Прежние друзья не верили в искренность его обращения, тогда как доктор Натан со своей стороны доказывал, что подобный приступ благочестия вполне может возникнуть из уязвленного авторского самолюбия, из желания отомстить, из неудовлетворенной страсти. Более того, на его взгляд, история такого обращения даже типична, — тут доктор Натан, ко всеобщему восторгу, пытался доказать свое мнение ссылками на ряд поучительных примеров, почерпнутых из признаний отцов церкви и даже у Грундтвига.
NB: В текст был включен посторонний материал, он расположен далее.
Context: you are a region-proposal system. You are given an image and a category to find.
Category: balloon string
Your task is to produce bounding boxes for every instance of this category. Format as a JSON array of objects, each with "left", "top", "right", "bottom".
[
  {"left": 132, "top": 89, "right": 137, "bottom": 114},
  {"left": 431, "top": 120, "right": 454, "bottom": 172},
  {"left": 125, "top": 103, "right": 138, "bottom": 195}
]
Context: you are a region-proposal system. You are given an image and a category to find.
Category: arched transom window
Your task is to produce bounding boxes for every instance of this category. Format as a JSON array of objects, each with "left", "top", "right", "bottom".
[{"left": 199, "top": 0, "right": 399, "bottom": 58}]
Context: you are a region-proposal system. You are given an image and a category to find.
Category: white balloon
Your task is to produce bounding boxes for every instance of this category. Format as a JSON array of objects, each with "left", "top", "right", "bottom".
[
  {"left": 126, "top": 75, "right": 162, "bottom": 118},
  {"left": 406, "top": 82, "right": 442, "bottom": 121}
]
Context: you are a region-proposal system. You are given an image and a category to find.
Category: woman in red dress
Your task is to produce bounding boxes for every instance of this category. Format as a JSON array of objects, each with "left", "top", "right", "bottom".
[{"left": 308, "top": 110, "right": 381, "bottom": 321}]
Сама поэма лучше всего доказывала значение перелома, совершившегося в душе автора и в его мастерстве. Каждая страница объемистой книги свидетельствовала о смятении духа, о необычной силе и глубине чувства, переданного с поэтической прямотой и силой. Десять песен, составляющих поэму, одна за другой развертывали печальные картины, и перед читателем вставали пустынные и сумрачные пейзажи Ютландии, однообразная и безрадостная жизнь народа, которая стала жизнью поэта, и все это верное до мельчайших деталей изображение было как бы пронизано внутренним светом невидимого мира.